Is it possible to start another pipeline within a pipeline???

2
Could you edit your question to explain more about your use case? It might be possible to achieve it with a single pipeline, which would be much simpler to manage.jkff
Here is my use case. I have logs generated every hour and stored in cloud storage. I configured object change notification for that bucket and have the notification POST to an application I developed on GAE. Once the GAE application received the object change notification POST, I extracted the newly generated log's name, and use cloud pub/sub to publish to a topic. Then my dataflow program use PUBSUBIO to read from (in streaming mode) the message from the topic and extract the log name and bucket info.

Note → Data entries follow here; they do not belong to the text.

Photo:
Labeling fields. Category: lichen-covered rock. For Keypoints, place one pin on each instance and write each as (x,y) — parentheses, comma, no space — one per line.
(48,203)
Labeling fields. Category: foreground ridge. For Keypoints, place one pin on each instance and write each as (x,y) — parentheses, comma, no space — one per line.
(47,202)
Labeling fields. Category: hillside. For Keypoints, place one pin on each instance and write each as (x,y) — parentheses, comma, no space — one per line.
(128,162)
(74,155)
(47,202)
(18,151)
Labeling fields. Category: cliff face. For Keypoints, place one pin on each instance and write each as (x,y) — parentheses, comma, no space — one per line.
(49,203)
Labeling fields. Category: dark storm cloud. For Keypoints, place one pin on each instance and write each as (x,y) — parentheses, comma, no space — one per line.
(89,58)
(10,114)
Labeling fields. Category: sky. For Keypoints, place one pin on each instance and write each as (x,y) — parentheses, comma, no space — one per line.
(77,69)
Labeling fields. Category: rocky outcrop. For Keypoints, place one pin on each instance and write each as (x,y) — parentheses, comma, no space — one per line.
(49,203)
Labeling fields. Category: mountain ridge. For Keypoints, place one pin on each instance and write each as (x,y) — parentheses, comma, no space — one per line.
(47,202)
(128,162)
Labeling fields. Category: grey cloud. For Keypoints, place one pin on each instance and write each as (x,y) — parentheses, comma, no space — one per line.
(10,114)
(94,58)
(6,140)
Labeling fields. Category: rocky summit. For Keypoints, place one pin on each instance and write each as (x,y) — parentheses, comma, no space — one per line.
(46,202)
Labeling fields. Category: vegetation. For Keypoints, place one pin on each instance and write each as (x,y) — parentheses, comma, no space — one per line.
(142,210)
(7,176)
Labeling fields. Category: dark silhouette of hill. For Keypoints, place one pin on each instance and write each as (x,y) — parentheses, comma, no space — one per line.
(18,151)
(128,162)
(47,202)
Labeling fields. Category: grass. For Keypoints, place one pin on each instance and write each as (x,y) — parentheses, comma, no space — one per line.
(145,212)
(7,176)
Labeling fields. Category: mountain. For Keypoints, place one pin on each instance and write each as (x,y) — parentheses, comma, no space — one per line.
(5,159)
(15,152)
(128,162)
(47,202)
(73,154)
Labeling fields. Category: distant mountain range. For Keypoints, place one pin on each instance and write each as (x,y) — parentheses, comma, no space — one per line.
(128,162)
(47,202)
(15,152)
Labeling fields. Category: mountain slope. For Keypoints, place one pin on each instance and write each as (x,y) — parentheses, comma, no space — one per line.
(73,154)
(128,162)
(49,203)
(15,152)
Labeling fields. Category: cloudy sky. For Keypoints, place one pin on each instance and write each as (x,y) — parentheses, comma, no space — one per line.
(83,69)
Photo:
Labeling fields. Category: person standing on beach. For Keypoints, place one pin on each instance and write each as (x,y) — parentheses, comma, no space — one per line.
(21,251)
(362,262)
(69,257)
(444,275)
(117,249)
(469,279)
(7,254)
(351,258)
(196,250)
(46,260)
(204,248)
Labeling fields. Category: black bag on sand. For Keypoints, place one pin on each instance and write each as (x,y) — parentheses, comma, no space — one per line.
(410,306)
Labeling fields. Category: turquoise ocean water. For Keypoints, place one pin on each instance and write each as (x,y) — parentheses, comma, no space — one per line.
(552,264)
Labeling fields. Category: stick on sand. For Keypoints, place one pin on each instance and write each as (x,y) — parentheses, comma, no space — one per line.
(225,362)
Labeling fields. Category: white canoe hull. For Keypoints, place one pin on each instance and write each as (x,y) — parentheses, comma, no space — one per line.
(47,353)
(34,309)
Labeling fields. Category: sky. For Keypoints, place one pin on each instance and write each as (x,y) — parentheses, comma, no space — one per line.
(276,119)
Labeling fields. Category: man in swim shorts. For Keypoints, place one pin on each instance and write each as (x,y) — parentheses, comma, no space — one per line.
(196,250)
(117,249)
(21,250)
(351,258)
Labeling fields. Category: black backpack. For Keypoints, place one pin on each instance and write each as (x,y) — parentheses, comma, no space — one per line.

Then, I wish to start another pipeline to batch process the specifed log.火星一號
If the only reason you start another pipeline is to apply TextIO.Read.from() on the arrived log filename, then I'd recommend to change this and read the log using a simple manual ParDo. E.g. see stackoverflow.com/questions/32277968/…jkff
thanks for the reply.火星一號

2 Answers

2
votes

There is no technical reason barring this. You would need to be sure to keep your Pipeline objects separate, have sufficient Compute Engine quota to launch all the jobs you need.

1
votes

We got it to work. Doing this:

private static class ExecuteUpdateTaskFroNamespace extends DoFn<String, String> {
    @Override
    public void processElement(ProcessContext c) throws Exception {
        String namespace = c.element();
        LOG.info("Processing namespace: " + namespace);

        BasicOptions options = c.getPipelineOptions().cloneAs(BasicOptions.class);

        EntityOptions entityOptions = PipelineOptionsFactory.as(EntityOptions.class); // important to NOT use .create()
        entityOptions.setNamespace(namespace);
        entityOptions.setProject(options.getProject());
        entityOptions.setRunner(DataflowPipelineRunner.class);
        entityOptions.setStagingLocation(options.getStagingLocation());
        entityOptions.setKind("DocsAsset");
        try {
            Pipeline p = Pipeline.create(entityOptions);
            p.apply("Read from Datastore", BcDatastoreReadFactory.getEntitySource(entityOptions))
                    .apply("Find Old Site Entities", ParDo.of(new FindEntities()))
                    .apply("Transform Entities", ParDo.of(new TransformEntities()))
                    .apply("Save", DatastoreIO.v1().write().withProjectId(entityOptions.getProject()));
            p.run();

            LOG.info("Submitted UpdateAssetsSitesMimeType job for namespace: " + namespace);
            c.output("Submitted UpdateAssetsSitesMimeType job for namespace: " + namespace);

        } catch (Exception e) {
            LOG.warn("Unable to create pipeline for namespace: " + namespace, e);
        }

    }
}

Issues: You can't spawn more then 25 at a time without hitting quota, to bypass this you can change setRunner(DataflowPipelineRunner.class) to setRunner(BlockingDataflowPipelineRunner.class). BUT BlockingDataflowPipelineRunner is removed in 2.0.0

EntityOptions and BasicOptions are extensions of PipelineOptions.